Intersexuelle Menschen müssen mit ihrer Besonderheit und als Teil gesellschaftlicher Vielfalt Respekt und Unterstützung der Gesellschaft erfahren. Sie müssen vor medizinischen Fehlentwicklungen und Diskriminierung geschützt werden. Das sind zwei zentrale Aussagen im jetzt vorgelegten Bericht des Deutschen Ethikrates zur Situation von intersexuellen Menschen. Wenn das Geschlecht eines Menschen nicht eindeutig bestimmbar sei, hätten die Betroffenen ein Recht auf körperliche Unversehrtheit. Eine Entscheidung, ob und in welcher Weise medizinisch eingegriffen werde,   solle von den Betroffenen selbst gefällt werden.
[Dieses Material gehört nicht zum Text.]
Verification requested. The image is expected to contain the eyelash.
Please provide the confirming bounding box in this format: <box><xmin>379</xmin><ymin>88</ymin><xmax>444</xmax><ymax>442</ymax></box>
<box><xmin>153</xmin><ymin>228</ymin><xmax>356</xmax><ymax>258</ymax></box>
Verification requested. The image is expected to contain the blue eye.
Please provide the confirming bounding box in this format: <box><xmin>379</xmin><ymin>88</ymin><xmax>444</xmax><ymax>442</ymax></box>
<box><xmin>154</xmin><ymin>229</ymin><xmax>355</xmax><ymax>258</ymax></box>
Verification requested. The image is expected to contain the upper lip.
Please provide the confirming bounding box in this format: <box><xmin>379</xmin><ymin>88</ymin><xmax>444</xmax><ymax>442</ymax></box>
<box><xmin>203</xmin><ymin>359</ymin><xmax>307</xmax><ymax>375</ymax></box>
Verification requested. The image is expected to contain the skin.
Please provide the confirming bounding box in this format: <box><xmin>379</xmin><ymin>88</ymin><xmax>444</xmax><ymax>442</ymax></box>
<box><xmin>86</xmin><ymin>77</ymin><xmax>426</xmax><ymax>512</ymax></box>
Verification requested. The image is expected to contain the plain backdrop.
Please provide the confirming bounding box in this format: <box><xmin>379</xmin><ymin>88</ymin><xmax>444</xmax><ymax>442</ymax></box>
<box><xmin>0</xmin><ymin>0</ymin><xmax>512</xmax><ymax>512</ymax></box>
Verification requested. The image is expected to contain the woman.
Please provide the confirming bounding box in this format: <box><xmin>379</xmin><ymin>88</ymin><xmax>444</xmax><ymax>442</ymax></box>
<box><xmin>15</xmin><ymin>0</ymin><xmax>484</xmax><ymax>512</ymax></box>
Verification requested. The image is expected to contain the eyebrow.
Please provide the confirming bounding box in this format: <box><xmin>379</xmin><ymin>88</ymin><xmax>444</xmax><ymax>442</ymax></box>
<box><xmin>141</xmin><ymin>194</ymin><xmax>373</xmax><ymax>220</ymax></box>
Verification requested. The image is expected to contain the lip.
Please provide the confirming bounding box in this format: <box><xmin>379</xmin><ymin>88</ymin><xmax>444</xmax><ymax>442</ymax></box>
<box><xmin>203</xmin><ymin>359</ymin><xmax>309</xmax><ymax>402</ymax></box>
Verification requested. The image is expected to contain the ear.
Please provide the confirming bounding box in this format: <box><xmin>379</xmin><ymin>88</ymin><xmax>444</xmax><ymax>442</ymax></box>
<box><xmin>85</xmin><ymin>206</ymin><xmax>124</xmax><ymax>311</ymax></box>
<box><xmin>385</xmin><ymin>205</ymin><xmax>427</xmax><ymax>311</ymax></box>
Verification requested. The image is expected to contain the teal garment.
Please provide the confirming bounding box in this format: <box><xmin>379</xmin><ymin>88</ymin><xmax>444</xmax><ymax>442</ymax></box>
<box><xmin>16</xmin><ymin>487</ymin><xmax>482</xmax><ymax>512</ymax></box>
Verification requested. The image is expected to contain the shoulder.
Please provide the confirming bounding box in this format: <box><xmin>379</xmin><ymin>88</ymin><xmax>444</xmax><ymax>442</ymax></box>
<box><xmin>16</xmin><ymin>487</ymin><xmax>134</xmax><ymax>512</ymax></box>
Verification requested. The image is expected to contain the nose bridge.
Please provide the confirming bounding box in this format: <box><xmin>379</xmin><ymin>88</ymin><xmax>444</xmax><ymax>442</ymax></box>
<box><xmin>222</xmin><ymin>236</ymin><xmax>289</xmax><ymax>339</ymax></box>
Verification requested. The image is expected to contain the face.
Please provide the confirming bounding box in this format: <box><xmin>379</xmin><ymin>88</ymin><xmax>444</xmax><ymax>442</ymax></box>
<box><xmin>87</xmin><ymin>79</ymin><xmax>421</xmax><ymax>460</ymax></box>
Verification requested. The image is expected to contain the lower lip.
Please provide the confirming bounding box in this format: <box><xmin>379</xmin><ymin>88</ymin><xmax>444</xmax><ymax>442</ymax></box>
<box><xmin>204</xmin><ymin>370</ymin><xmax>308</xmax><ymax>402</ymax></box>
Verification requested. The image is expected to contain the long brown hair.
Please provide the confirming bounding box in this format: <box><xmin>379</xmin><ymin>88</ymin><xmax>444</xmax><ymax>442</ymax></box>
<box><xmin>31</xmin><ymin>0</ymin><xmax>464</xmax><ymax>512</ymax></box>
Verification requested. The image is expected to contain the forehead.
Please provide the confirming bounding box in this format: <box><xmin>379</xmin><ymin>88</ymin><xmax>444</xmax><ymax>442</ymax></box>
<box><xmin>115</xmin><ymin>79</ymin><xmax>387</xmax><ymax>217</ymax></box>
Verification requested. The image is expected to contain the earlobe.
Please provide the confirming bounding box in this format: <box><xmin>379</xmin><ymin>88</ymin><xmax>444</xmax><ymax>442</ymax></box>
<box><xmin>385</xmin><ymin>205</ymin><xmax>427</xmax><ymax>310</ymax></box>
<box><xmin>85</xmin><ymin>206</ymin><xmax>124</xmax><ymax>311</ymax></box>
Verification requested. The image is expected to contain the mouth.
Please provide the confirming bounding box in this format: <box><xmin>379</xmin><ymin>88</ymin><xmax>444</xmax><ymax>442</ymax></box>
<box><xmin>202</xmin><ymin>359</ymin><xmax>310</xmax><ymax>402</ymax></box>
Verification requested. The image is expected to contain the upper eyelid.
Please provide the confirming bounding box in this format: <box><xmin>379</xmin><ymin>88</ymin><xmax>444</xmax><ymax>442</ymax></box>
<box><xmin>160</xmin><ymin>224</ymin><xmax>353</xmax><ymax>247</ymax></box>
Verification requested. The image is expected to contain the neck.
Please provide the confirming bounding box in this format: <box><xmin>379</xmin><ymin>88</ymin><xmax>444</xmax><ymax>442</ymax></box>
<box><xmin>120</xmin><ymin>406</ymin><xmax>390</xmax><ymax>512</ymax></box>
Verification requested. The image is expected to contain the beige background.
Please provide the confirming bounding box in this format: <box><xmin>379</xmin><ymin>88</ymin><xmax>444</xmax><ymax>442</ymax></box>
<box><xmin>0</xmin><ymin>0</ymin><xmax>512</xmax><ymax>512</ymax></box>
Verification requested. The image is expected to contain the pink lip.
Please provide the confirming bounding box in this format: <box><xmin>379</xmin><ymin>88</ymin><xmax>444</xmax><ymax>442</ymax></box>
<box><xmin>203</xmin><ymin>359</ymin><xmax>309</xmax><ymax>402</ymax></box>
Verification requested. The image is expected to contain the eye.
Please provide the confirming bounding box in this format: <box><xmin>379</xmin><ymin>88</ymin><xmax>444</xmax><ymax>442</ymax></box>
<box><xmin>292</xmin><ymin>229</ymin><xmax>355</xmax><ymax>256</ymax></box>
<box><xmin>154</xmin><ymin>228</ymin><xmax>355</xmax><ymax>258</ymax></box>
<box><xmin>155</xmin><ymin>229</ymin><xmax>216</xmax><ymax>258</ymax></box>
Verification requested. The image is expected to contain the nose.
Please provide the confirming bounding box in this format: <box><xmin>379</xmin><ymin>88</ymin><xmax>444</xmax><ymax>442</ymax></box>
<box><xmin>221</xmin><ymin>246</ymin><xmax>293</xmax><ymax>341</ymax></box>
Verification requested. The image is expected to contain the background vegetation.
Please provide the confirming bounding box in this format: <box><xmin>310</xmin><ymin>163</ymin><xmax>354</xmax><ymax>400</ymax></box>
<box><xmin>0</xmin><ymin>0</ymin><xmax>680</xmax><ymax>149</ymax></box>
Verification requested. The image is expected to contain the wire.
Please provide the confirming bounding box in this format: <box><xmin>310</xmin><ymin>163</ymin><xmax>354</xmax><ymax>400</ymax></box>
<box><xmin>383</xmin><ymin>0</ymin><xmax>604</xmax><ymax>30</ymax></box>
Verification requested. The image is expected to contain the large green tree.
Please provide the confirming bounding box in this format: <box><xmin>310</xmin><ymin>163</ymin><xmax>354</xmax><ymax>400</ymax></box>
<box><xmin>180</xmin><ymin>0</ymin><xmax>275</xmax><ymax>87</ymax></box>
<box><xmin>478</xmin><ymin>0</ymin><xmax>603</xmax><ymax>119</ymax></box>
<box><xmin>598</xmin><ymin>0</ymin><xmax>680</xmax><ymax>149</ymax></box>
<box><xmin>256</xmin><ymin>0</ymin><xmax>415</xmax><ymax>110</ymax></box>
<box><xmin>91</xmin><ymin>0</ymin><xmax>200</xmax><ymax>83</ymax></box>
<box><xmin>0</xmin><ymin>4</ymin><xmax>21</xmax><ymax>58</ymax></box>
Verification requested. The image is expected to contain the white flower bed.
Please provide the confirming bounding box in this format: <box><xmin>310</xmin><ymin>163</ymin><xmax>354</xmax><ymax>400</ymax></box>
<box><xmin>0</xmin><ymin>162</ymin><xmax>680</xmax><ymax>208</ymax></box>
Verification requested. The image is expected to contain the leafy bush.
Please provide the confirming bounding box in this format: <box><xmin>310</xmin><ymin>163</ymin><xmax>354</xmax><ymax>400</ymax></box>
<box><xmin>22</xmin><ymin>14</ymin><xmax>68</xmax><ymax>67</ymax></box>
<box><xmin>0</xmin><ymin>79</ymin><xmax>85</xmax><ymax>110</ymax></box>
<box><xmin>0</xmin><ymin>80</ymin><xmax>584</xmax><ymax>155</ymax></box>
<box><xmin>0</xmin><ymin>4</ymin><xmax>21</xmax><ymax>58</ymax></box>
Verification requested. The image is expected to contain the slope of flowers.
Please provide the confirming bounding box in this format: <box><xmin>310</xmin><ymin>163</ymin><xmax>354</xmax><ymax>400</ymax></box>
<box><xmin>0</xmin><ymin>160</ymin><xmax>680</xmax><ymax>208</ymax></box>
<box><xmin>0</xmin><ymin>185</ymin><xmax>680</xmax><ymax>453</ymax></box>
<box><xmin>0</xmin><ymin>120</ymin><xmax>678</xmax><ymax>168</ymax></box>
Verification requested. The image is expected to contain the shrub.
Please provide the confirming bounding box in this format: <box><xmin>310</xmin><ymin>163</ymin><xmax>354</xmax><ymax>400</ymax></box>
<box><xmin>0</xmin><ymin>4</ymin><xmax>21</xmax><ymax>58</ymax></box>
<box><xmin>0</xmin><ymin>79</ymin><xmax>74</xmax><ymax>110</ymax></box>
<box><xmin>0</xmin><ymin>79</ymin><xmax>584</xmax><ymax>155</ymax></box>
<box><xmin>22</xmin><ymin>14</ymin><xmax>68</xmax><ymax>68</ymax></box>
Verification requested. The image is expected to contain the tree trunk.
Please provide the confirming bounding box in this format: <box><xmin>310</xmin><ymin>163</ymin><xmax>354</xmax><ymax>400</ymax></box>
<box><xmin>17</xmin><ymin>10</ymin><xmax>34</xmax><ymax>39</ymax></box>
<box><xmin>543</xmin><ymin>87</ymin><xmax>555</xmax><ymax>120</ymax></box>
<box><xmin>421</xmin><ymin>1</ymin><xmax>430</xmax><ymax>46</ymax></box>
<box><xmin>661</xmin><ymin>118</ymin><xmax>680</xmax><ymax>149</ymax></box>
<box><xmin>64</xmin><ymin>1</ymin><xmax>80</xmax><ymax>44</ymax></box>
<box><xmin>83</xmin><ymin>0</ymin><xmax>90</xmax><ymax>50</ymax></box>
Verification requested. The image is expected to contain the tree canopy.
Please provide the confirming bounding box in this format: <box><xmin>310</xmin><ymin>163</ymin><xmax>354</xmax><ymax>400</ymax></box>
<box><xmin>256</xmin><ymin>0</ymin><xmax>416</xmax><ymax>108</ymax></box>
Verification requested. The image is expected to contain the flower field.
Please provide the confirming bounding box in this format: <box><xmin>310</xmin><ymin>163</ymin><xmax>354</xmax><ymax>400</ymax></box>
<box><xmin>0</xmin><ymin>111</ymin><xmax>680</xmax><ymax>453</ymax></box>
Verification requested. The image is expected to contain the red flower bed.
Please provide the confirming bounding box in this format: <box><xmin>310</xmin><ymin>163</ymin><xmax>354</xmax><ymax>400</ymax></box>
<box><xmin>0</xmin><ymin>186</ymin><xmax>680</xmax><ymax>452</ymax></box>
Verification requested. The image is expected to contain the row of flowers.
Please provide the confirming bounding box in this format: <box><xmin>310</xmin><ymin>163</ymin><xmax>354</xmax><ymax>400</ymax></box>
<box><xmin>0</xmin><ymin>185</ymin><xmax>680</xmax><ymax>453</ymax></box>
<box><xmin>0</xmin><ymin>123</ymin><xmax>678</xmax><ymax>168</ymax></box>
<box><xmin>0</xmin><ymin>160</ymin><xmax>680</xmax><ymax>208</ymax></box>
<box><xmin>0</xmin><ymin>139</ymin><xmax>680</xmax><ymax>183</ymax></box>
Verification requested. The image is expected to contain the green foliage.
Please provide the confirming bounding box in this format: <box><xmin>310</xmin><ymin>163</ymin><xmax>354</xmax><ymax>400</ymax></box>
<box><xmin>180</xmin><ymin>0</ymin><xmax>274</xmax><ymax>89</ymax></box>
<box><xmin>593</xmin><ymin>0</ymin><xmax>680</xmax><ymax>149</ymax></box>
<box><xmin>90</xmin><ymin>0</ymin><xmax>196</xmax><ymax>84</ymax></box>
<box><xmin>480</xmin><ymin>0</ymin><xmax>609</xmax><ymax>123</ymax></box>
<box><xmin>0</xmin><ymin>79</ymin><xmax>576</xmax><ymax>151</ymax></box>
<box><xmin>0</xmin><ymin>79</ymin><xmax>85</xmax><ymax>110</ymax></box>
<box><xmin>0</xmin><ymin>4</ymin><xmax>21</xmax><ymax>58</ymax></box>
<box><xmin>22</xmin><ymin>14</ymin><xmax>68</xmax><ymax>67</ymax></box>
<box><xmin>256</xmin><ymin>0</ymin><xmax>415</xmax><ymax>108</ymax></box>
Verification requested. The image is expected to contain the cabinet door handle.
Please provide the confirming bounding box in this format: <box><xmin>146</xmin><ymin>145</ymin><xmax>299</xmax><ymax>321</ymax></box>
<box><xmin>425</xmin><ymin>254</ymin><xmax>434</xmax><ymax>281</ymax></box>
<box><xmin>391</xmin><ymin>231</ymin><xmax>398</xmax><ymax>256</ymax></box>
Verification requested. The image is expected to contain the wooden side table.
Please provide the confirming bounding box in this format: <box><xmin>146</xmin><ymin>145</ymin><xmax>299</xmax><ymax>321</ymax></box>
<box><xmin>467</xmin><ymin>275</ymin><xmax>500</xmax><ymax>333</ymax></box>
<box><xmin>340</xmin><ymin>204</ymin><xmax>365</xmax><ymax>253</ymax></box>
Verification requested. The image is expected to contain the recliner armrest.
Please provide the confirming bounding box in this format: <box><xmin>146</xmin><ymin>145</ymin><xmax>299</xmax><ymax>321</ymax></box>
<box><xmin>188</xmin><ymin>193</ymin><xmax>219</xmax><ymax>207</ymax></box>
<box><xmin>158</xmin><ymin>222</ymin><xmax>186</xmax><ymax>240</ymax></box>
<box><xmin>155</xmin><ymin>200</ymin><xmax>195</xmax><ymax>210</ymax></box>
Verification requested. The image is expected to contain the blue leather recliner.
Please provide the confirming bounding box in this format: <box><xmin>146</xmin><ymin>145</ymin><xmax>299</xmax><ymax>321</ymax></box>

Damit wendet man sich gegen die heute noch übliche Praxis, unmittelbar nach Geburt das Geschlecht festzulegen, selbst wenn es nicht klar zu bestimmen ist. Im Personenstandsregister sollte es künftig möglich sein, neben „männlich“ und „weiblich“ auch „anderes“ als Geschlecht angeben zu können. Menschen mit dem Geschlechtseintrag „anderes“ sollte die eingetragene Lebenspartnerschaft ermöglicht werden.
Link: Stellungnahme des Deutschen Ethikrats zu Intersexualität (PDF via Internetseite des Ethikrats)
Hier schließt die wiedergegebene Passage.